Initially, I thought that all I would have to do was extend the initial string so that its length was longer than the passed-in integer. I created a variable set to an empty string and created a while loop to add the initial string to the new variable until that variable’s length was longer than the passed-in integer. Then that new string was run through a loop to count the number of “a”s were in the string, that number was the returned value. This solution worked for about half of the test cases, but the fringe tests with either numbers higher than a million or extremely long strings would error out. I had to find a different way to get to a more efficient solution.

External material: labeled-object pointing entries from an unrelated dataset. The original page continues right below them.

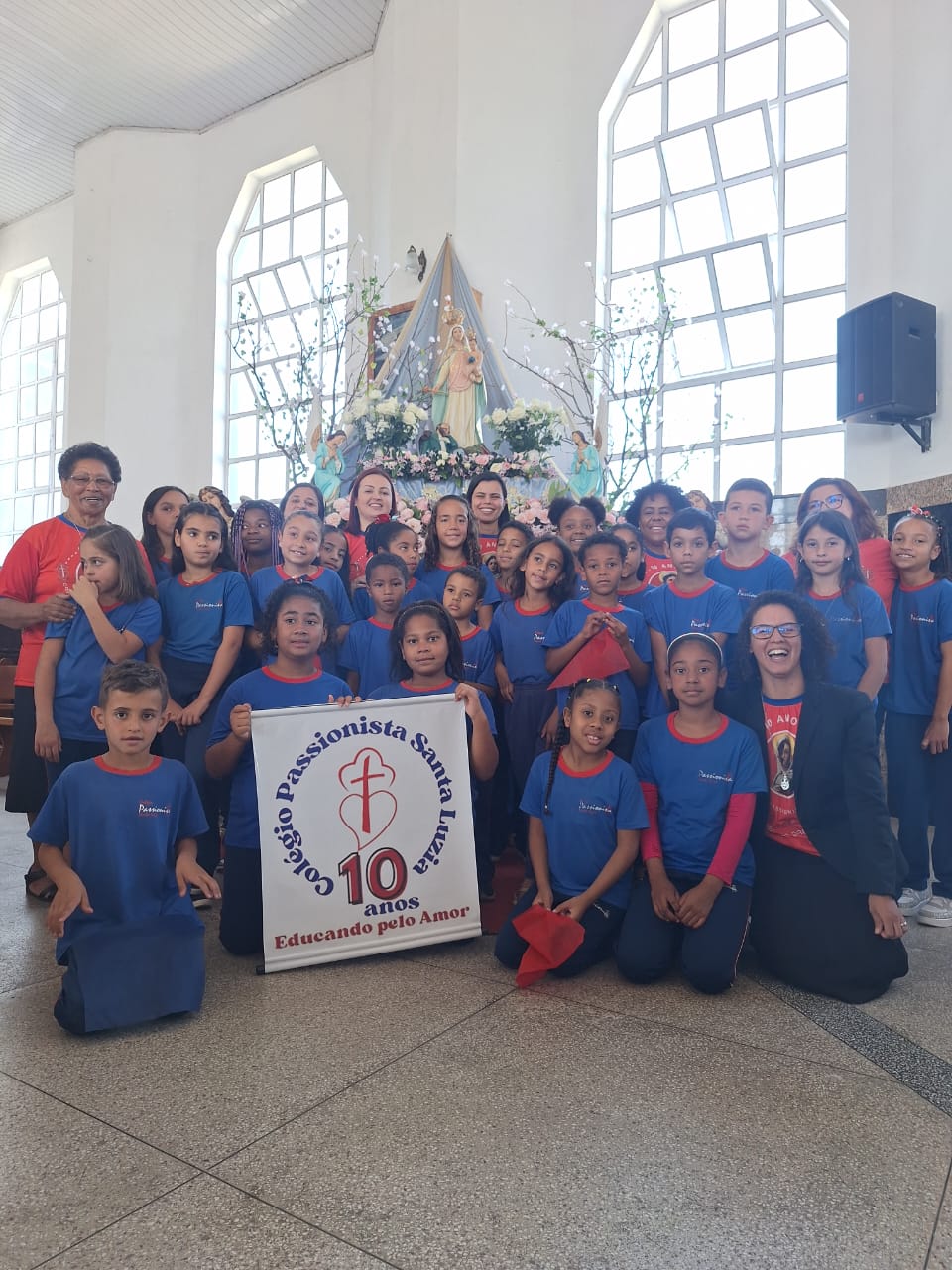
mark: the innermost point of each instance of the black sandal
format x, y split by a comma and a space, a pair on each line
31, 878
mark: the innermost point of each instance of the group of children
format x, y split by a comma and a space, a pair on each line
588, 658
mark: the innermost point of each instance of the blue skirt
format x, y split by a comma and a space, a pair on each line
122, 975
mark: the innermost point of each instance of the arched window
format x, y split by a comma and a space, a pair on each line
32, 403
286, 284
726, 178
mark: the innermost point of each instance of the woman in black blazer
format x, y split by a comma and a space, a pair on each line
824, 913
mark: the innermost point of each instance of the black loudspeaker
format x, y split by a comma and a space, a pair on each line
887, 361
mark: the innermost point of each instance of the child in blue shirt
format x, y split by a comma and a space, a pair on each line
296, 621
365, 656
206, 608
117, 617
746, 566
580, 620
830, 578
699, 774
543, 580
397, 539
127, 931
687, 602
462, 595
585, 812
299, 543
452, 540
918, 699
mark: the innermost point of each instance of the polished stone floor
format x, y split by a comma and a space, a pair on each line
417, 1111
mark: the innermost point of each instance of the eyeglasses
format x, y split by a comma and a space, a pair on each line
833, 502
788, 630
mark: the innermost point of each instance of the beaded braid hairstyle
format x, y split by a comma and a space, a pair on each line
226, 561
578, 690
425, 608
563, 589
298, 590
942, 564
471, 547
271, 511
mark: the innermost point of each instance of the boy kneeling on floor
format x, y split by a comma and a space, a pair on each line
126, 926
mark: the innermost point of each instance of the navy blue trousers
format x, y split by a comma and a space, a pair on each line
707, 956
920, 794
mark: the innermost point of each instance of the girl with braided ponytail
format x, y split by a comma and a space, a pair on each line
585, 811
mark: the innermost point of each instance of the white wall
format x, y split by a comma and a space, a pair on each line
900, 195
474, 119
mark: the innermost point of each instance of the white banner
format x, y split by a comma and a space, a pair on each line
366, 818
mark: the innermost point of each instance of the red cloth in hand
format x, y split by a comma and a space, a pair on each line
552, 938
595, 659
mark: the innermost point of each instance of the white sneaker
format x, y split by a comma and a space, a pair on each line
911, 901
936, 912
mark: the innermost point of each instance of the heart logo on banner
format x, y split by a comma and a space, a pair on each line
368, 812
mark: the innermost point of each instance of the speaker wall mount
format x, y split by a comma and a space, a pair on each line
887, 365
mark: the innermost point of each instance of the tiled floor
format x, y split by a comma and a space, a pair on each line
417, 1111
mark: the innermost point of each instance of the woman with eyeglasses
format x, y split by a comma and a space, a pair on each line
37, 575
841, 495
828, 867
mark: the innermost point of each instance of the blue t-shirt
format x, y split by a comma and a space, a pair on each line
267, 580
194, 616
674, 612
367, 651
921, 622
694, 781
566, 624
363, 604
162, 570
635, 598
262, 690
585, 813
520, 639
479, 658
748, 581
126, 858
851, 620
433, 579
80, 668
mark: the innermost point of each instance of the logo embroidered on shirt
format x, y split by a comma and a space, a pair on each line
150, 808
594, 807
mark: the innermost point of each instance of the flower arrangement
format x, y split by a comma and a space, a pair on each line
461, 467
529, 426
385, 426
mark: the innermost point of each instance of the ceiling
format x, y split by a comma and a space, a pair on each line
70, 70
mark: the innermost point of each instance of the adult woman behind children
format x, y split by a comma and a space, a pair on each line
372, 498
824, 913
39, 572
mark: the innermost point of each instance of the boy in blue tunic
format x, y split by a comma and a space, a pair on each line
746, 566
689, 602
126, 928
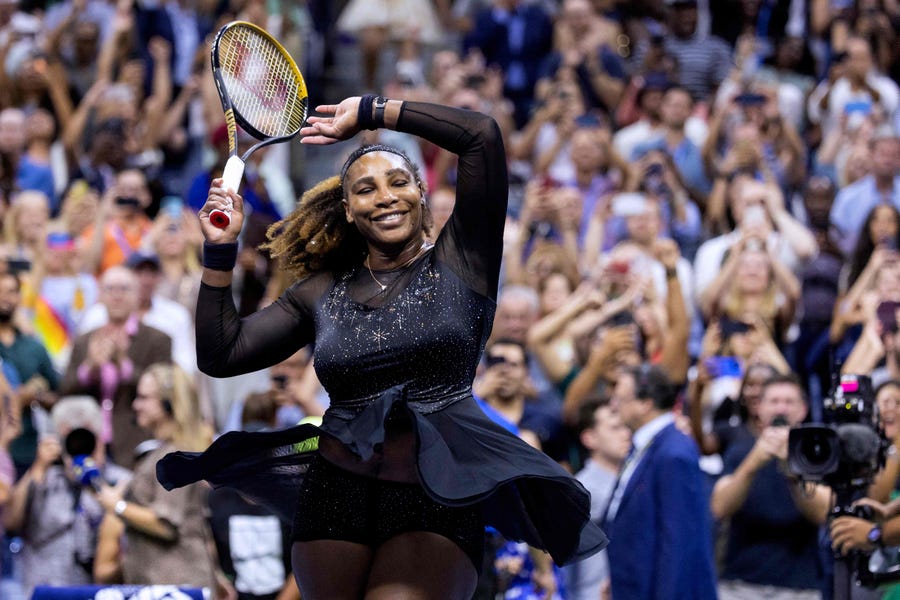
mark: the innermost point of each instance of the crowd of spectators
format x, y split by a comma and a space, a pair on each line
709, 189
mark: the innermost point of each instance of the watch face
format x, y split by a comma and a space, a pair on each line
875, 535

An easy way to find the number of times a letter appears in a string would be to run the match method on the initial string. That method would take in an argument of a regular expression, which returns an array of all occurrences of that specific letter. Then by chaining the length method, I can get the number of “a”s in the original string. Since that number would be the solution if the string wasn’t duplicated, all I would have to do is multiply that variable by the number of times the total string would need to be duplicated to hit the passed-in integer.

This works when whole turns out to be a whole number, but (if you couldn’t guess from the variable name and the use of Math.floor) another step needs to be added if there’s a remainder on the number. Using the same example from the beginning, if you extend the string “abc” to 10 places, you can fit the full string 3 times with a remainder of one (abc/abc/abc/a).

To find the number of “a”s in the remainder string, I ran the modulo operator to find the remainder of n / s.length. That remainder was used in the substring method to remove all parts of the string beyond that index.

I ran a loop through that substring to check if every part of the string was an “a”. If that block was true, I added one to the solution variable that was already set with the total number of “a”s in the whole parts of the string. Returning that finished solution variable completes a solution that passes every test case!